A porta-voz da Casa Branca, Dana Perino, tentou, por sua vez, acalmar as expectativas sobre as discussões de sábado.

"Posso lhes assegurar que não acho que vamos reescrever Bretton Woods, amanhã, em Camp David", brincou Perino, referindo-se aos acordos firmados em 1944 que fundaram o atual sistema financeiro, após a Segunda Guerra Mundial, e cuja revisão é reclamada pelos europeus.

Perino disse ainda não esperar que Bush, Sarkozy e Durão Barroso anunciem, no sábado, a data e o local de uma cúpula.

"Há muitas coisas nas quais trabalhar. Encontraremos uma data, mas encontrar uma data é a última de nossas preocupações", completou.

Ontem, Sarkozy voltou a insistir na urgência de uma cúpula antes do fim do ano.

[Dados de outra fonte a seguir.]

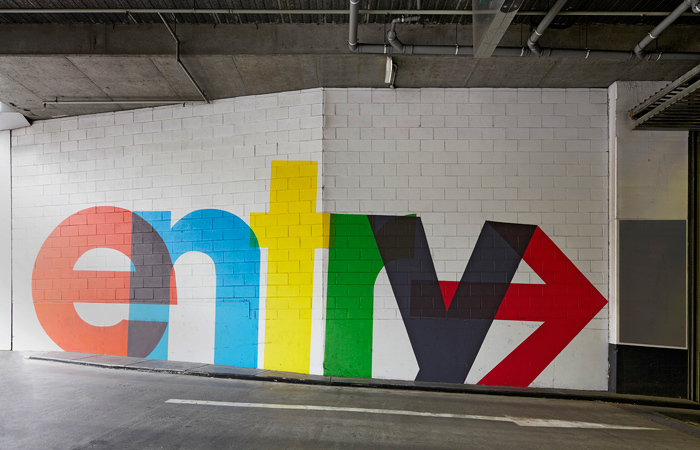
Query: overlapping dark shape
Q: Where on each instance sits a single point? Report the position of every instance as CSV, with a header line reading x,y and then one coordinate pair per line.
x,y
149,285
446,341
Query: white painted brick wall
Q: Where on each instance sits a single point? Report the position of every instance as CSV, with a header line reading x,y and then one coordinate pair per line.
x,y
174,158
455,157
465,156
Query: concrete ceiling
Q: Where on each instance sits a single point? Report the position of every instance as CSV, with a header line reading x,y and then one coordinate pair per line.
x,y
49,62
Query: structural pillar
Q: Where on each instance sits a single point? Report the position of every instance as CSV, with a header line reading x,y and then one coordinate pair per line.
x,y
693,265
5,243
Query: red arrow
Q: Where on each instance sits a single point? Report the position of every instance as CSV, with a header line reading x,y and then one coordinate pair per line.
x,y
565,303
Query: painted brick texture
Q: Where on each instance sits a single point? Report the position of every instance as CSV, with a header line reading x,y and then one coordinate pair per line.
x,y
459,158
322,186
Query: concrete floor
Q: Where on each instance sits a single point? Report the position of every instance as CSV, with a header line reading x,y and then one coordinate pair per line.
x,y
49,405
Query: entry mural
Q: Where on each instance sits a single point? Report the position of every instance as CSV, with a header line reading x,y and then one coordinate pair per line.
x,y
446,321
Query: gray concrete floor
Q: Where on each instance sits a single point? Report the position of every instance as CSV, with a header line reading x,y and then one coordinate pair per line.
x,y
50,405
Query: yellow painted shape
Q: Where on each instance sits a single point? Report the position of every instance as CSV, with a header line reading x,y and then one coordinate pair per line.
x,y
291,231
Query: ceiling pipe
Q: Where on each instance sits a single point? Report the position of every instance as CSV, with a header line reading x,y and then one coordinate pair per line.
x,y
694,5
396,47
539,31
121,102
342,12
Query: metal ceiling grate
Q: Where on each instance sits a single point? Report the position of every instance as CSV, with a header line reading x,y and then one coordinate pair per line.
x,y
677,106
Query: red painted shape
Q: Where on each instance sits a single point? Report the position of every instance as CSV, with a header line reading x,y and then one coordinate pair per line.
x,y
56,286
565,304
448,289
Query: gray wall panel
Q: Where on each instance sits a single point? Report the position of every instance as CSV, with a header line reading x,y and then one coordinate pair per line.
x,y
652,289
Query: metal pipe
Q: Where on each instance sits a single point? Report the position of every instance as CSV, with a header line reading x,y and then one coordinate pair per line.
x,y
539,31
179,62
352,37
121,102
397,47
653,34
342,12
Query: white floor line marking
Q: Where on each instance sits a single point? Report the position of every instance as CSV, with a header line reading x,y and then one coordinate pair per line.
x,y
520,421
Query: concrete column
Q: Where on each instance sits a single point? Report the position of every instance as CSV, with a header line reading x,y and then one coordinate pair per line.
x,y
5,243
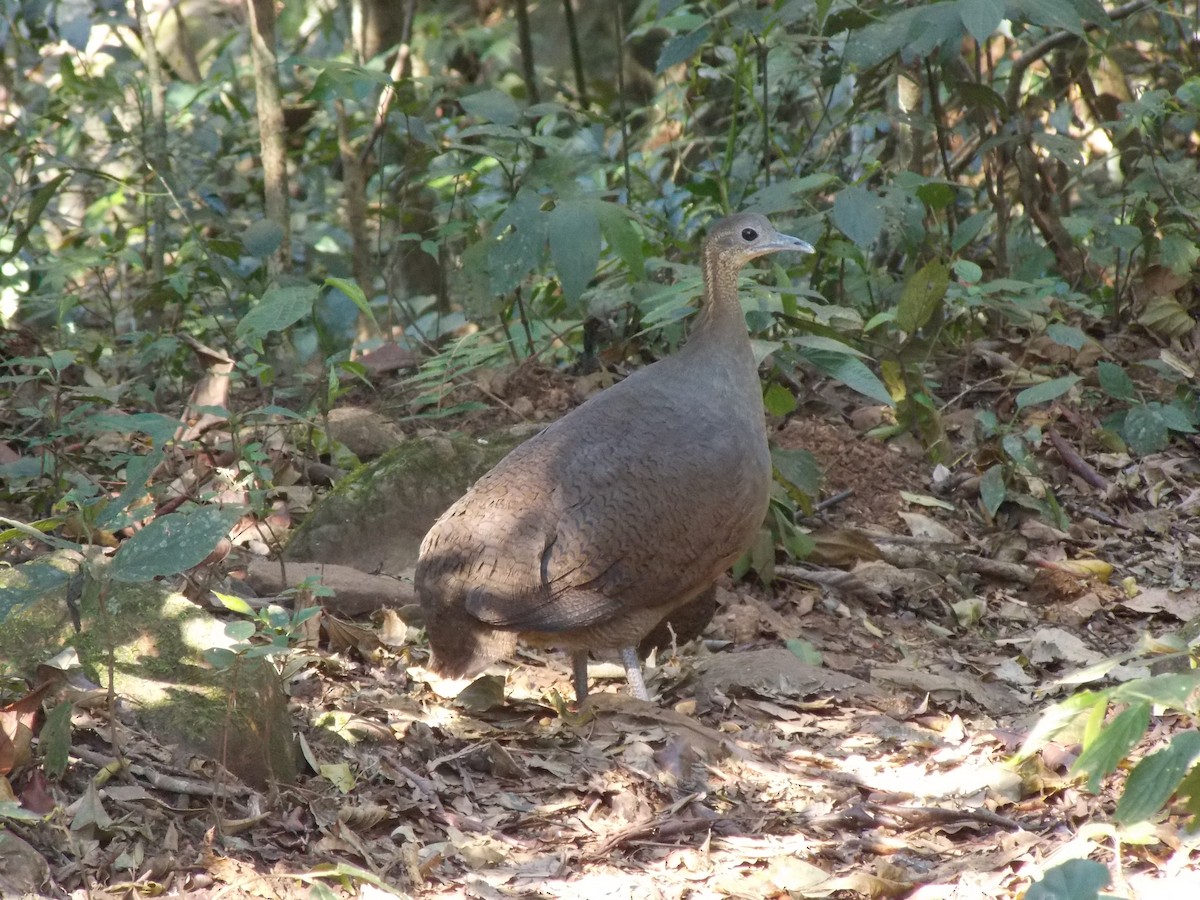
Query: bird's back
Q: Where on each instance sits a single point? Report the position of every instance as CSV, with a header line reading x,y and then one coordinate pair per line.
x,y
591,532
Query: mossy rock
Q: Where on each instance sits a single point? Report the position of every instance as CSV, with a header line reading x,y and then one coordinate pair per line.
x,y
376,517
155,640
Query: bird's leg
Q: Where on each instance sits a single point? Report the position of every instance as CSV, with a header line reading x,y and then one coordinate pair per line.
x,y
634,673
580,675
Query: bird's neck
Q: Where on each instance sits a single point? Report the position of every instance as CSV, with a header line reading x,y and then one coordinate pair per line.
x,y
720,323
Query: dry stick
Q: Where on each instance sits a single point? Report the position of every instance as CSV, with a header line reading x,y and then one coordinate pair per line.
x,y
270,126
1077,463
1017,75
939,815
399,70
156,139
619,22
573,34
526,41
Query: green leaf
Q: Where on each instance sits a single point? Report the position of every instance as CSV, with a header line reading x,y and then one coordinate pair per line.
x,y
852,372
42,196
1145,430
1073,880
778,400
1179,253
1171,690
1045,391
262,238
623,237
803,651
156,426
137,474
982,17
681,48
1167,317
277,309
798,468
922,297
858,214
173,544
354,294
1051,13
936,195
55,738
574,245
517,251
1115,381
1176,418
991,489
240,630
492,106
967,273
1156,778
969,229
27,583
823,342
1113,745
1067,335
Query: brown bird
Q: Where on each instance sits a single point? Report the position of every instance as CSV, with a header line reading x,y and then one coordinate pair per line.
x,y
597,529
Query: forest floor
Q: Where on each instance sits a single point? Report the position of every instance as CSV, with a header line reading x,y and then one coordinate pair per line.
x,y
849,730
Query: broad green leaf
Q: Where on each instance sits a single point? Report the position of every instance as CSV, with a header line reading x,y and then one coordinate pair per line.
x,y
1067,335
1145,430
803,651
240,630
156,426
1156,778
936,195
1179,253
778,400
1116,739
623,237
262,238
991,489
850,371
574,245
1115,381
1176,418
967,273
1167,317
823,342
982,17
799,468
276,310
1073,880
1171,690
519,250
42,196
54,738
681,48
354,294
858,214
492,106
1051,13
173,544
922,297
137,474
1045,391
27,583
969,229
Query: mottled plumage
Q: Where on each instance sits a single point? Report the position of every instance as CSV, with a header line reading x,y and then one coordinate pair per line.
x,y
591,533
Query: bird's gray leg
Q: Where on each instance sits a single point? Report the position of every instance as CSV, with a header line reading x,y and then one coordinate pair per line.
x,y
634,673
580,675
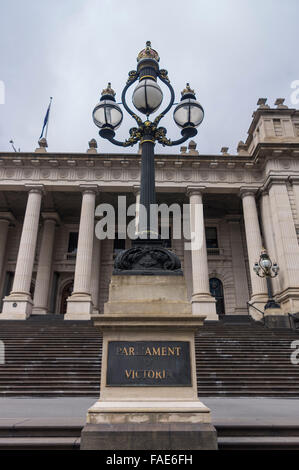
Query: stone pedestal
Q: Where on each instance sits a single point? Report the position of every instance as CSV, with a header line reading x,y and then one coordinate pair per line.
x,y
79,304
141,295
148,381
18,304
276,318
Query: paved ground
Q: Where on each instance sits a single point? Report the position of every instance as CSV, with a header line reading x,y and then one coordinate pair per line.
x,y
66,410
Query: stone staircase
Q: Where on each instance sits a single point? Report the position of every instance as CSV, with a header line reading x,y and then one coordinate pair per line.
x,y
50,357
67,436
246,360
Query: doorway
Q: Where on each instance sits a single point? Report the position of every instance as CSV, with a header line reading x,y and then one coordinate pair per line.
x,y
216,290
66,292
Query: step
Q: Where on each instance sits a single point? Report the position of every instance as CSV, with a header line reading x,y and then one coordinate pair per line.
x,y
40,443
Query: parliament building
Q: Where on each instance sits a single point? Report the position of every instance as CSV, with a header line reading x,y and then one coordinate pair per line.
x,y
52,263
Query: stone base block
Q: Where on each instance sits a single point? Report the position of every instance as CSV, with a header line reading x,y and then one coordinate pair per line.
x,y
39,311
156,425
16,307
148,412
79,307
174,436
146,295
205,306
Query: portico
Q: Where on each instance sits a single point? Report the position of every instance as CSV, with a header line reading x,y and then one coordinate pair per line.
x,y
51,262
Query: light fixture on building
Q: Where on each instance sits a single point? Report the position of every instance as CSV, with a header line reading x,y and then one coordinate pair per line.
x,y
147,98
107,114
266,269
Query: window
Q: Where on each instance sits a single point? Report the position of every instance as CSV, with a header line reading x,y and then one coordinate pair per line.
x,y
73,243
165,236
216,290
211,238
119,244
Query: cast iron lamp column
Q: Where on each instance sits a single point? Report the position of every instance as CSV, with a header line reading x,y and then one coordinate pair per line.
x,y
148,256
265,268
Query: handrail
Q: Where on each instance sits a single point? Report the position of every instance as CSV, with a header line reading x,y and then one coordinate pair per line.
x,y
293,319
260,311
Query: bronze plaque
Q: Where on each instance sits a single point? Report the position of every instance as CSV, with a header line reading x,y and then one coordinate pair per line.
x,y
148,364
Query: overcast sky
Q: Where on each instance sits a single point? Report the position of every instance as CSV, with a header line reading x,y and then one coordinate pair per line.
x,y
231,51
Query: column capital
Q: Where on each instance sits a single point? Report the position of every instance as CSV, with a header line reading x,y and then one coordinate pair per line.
x,y
294,179
198,190
136,189
89,188
9,217
233,218
35,188
247,191
272,180
51,216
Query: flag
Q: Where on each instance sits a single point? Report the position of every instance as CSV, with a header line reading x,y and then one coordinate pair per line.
x,y
46,120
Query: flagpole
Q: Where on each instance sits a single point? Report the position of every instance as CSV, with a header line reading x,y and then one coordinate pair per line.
x,y
48,117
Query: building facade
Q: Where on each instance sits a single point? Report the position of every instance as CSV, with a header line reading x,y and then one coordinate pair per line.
x,y
50,258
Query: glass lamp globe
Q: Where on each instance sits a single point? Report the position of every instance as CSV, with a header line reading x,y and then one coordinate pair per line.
x,y
188,113
147,96
107,113
266,263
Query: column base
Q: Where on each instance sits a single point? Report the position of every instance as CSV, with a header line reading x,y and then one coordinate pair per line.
x,y
95,313
79,307
276,318
16,307
204,305
148,426
39,311
259,303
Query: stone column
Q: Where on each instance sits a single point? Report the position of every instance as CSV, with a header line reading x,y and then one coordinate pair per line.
x,y
79,304
95,275
43,276
18,305
254,248
295,182
286,243
136,190
202,301
6,218
239,268
268,233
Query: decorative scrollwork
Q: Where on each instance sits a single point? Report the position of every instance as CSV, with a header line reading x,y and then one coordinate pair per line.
x,y
160,136
164,74
148,260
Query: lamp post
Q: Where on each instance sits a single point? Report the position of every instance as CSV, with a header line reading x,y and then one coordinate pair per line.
x,y
265,268
148,255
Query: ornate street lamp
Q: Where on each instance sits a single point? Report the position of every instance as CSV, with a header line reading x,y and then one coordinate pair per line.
x,y
148,255
265,268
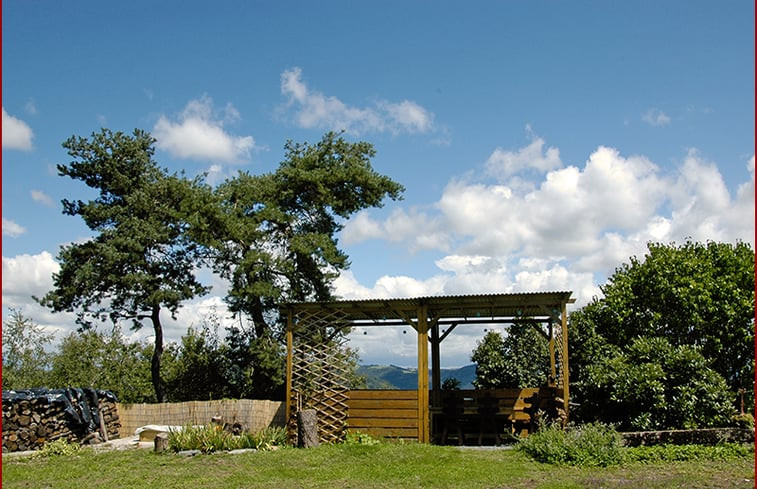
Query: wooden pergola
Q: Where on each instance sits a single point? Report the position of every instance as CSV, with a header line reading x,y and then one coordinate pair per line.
x,y
428,316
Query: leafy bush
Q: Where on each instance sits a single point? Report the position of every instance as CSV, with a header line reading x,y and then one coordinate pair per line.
x,y
678,453
61,446
358,438
590,445
653,385
745,421
212,438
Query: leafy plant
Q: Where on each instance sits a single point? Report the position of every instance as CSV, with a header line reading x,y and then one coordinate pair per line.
x,y
358,438
56,448
678,453
590,445
212,438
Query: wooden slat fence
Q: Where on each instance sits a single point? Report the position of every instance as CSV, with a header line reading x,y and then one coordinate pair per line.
x,y
384,413
254,414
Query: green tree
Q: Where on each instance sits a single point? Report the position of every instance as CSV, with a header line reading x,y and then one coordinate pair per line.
x,y
693,294
489,357
654,385
197,370
275,237
279,239
25,360
520,359
141,260
104,361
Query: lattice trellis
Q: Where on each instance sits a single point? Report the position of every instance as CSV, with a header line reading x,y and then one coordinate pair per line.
x,y
320,374
559,356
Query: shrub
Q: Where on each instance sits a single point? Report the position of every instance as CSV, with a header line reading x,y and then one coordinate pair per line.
x,y
212,438
61,446
590,445
680,453
358,438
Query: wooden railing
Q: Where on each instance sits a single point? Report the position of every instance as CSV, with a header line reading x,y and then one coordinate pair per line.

"Se nós esperarmos pelo novo presidente, isso significa, no melhor dos casos, que vamos nos reunir na primavera (hemisfério norte). Eu digo a vocês que é muito tarde e isso não é aceitável", declarou o presidente em exercício da UE, na quinta-feira, durante a coletiva de imprensa de encerramento da cúpula européia.

"A Europa quer a cúpula antes do fim do ano. A Europa quer, a Europa pede e a Europa conseguirá", insistiu Sarkozy.